The state pointed to these crimes – which Murdaugh admitted to while on the stand – as evidence of his deceit, calling on members of his former law firm to testify about how they had started to uncover his lies and theft in the months before the murders.

“The South Carolina Attorney General’s Office and the State Law Enforcement Division have occupied a primary and central role in this investigation from inception, and no action by any other entity will have any effect on our goals to ensure significant accountability in state court for any criminal conduct,” Robert Kittle, a spokesperson for the state attorney general, said in a statement.
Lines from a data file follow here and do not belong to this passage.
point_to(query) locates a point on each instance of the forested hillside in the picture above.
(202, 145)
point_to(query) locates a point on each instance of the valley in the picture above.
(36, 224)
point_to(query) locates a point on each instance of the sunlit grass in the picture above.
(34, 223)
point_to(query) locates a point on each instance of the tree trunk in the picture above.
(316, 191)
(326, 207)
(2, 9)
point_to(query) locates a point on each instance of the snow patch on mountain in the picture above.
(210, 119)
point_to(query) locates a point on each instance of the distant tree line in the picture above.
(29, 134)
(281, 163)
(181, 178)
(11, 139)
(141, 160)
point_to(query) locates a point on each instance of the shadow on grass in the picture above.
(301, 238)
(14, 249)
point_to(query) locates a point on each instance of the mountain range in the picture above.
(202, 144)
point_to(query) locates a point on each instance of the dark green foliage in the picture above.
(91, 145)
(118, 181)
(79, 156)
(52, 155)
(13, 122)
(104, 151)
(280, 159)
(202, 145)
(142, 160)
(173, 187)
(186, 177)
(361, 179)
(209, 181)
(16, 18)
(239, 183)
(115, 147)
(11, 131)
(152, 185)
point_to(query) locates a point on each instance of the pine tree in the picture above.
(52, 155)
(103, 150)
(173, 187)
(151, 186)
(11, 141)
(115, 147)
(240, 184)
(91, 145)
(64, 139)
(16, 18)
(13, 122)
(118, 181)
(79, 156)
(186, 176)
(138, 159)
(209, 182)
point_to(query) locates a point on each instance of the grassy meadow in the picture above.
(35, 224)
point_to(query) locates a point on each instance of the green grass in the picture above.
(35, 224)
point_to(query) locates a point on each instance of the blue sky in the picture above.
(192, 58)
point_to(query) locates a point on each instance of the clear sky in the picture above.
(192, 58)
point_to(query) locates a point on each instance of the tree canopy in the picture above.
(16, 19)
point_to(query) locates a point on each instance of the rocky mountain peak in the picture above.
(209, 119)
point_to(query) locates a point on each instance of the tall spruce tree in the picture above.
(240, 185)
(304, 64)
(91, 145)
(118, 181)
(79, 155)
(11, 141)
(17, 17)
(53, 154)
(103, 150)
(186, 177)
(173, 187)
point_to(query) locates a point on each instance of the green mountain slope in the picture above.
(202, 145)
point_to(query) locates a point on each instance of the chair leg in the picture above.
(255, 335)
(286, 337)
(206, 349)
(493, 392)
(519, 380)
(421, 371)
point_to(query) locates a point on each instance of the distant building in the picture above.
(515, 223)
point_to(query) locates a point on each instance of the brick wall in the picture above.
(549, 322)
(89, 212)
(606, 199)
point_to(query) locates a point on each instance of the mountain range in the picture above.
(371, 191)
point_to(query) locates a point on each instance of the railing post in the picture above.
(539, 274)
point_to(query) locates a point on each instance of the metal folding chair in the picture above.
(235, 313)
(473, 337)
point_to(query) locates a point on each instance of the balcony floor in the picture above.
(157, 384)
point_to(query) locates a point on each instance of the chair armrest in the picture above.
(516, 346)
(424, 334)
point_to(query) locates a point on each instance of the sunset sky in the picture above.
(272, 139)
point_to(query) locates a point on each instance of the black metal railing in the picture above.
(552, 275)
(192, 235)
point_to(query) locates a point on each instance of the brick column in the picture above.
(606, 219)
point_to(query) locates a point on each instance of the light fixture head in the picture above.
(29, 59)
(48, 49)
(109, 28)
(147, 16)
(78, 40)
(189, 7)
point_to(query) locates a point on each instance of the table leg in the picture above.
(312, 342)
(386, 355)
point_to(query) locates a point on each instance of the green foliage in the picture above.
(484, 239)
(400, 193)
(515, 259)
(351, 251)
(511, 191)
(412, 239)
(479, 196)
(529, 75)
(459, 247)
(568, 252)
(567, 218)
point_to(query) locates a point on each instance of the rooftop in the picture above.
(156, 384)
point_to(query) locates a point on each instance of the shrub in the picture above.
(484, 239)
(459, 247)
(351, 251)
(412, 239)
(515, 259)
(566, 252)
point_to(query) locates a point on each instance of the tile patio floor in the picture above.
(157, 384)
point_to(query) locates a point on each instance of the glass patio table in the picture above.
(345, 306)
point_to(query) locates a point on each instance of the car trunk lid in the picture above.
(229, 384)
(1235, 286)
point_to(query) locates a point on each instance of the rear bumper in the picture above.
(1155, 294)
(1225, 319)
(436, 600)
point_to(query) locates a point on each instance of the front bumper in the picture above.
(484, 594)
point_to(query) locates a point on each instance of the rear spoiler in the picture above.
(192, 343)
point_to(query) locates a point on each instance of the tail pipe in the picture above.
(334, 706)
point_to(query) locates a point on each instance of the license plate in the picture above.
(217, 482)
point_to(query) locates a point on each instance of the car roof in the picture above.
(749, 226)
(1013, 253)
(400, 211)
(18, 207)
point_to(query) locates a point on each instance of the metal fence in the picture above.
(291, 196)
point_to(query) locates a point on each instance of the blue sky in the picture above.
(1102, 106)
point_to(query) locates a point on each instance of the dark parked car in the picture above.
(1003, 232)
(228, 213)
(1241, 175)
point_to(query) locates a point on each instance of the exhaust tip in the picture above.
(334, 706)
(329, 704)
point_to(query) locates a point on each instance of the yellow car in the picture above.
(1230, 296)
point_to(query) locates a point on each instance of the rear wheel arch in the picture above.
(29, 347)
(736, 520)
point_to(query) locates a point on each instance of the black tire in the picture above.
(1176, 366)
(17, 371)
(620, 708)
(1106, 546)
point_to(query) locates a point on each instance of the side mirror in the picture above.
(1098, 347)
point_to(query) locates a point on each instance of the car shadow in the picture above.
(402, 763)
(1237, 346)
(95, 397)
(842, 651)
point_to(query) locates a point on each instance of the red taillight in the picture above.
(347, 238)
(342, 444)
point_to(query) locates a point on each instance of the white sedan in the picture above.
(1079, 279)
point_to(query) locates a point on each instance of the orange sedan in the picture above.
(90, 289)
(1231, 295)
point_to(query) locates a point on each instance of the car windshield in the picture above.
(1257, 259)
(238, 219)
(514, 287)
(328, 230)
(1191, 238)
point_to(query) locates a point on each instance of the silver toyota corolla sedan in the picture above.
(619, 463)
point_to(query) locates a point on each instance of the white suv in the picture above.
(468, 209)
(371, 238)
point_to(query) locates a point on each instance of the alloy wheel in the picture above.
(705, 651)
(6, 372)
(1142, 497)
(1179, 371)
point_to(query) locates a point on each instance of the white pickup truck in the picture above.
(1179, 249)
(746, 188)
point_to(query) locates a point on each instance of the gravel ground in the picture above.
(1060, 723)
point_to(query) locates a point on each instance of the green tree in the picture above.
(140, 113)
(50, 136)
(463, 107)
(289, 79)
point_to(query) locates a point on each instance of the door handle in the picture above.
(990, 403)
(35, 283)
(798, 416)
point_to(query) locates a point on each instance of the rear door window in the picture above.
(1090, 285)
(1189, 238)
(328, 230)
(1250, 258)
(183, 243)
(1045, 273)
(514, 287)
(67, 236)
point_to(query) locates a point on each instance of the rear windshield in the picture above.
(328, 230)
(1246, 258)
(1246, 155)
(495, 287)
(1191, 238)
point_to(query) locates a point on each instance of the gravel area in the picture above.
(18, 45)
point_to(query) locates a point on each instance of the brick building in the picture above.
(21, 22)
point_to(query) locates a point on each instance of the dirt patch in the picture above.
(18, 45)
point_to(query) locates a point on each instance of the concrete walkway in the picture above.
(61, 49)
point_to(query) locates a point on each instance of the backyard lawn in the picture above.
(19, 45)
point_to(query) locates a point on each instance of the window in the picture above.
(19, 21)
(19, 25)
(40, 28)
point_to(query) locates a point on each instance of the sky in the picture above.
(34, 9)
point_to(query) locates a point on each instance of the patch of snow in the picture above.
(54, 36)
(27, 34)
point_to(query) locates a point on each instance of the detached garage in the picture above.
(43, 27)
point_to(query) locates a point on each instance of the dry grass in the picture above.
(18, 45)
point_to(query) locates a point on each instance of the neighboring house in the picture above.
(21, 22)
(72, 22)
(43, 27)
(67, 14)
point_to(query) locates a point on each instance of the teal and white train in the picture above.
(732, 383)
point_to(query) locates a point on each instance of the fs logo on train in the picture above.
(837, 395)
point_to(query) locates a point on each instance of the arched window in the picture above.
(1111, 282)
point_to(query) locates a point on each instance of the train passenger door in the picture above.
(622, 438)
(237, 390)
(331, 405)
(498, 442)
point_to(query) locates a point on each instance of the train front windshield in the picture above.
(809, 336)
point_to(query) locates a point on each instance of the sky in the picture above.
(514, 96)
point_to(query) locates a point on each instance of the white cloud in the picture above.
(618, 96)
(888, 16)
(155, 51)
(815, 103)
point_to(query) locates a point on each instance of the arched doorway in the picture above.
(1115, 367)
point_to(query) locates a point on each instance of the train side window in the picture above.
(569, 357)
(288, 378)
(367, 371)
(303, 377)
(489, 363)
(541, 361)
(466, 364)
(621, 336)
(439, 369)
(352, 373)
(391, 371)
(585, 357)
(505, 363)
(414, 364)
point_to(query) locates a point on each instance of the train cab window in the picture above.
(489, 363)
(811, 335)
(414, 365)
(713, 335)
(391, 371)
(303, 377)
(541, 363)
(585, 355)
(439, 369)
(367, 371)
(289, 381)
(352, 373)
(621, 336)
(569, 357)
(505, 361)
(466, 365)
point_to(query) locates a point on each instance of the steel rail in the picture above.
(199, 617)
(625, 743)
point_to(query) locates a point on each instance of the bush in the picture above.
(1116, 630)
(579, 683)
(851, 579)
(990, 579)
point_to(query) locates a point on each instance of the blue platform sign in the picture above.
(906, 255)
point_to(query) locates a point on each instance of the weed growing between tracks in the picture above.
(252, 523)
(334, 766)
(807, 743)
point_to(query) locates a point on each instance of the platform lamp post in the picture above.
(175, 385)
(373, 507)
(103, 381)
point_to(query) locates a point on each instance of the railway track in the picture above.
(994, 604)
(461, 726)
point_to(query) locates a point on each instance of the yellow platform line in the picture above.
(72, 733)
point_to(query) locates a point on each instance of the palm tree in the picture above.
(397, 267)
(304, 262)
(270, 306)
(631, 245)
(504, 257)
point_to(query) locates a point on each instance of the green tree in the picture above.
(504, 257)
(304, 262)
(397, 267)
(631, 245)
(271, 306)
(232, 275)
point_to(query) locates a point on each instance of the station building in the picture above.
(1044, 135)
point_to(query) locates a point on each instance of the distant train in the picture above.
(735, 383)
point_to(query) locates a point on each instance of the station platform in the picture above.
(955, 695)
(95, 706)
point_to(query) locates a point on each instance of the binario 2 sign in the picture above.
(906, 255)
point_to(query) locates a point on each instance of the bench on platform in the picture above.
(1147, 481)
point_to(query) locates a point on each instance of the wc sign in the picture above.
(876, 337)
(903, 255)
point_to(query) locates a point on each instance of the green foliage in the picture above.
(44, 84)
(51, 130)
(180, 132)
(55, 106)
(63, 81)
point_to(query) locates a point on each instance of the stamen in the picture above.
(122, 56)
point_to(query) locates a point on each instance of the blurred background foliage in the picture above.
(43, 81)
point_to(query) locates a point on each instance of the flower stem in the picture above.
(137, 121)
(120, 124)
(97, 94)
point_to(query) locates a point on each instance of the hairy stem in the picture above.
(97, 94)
Kittle said Fleming’s trial will begin September 11 and they will prosecute Murdaugh when they can get a date scheduled.

Three alleged schemes, millions of dollars

The federal case stems from three different alleged schemes in which Murdaugh sought “to obtain money and property from his personal injury clients,” according to the US Attorney’s Office.

In one scheme dating to 2005, Murdaugh is accused of stealing settlement funds meant for his clients through a variety of methods, including by directing his law firm’s employees to draft disbursement sheets and sending that money to accounts he owned – without the approval of his clients or the firm – and by intercepting insurance payouts meant for beneficiaries. The second alleged scheme involved Murdaugh directing firm employees to make checks for settlement funds payable to Palmetto State Bank, federal prosecutors said. Murdaugh then gave those checks to Russell Laffitte, the bank’s one-time chief executive, and told Laffitte to use those funds to pay off Murdaugh’s loans and personal expenses.

Laffitte is awaiting sentencing after being convicted last November on six charges.

Finally, the indictment alleges in the third scheme, Murdaugh created a bank account under the name “Forge” that was meant to masquerade as a real and legitimate corporation known as Forge Consulting, which the law firm partnered with to structure settlements, the US Attorney’s Office said. Murdaugh allegedly sent settlement checks to that account, defrauding his law firm by making it seem like the funds were going to the legitimate Forge Consulting. The indictment also accuses Murdaugh of conspiring with a second attorney – unnamed in the indictment but known to be Fleming, a close friend of Murdaugh’s – to sue himself on behalf of the family of his former housekeeper, who died after a fall at the Murdaugh home in 2018. The indictment refers to the housekeeper, Gloria Satterfield, by her initials. At Murdaugh’s recommendation, the family hired Fleming to represent Satterfield’s estate. When Murdaugh’s insurance paid out the claim for $505,000 and $3.8 million, the indictment says, Murdaugh and the second attorney allegedly conspired to take those funds. That included Fleming making the settlement checks payable to “Forge,” which Murdaugh then deposited into his fake Forge account.

Following news of the indictment, Eric Bland and Ronald Richter, attorneys for Satterfield’s family, said Wednesday was a “great day for justice in South Carolina.”

“While it is said that Lady Justice is blind, she is not a sucker,” they said in a statement. “Bottom Line – can’t run or hide from justice.”

Editor’s note (May 31, 2023): Since this story was published, Murdaugh has pleaded not guilty to the 22 charges. His attorney Jim Griffin told the judge May 31 they anticipate there could be a change of plea.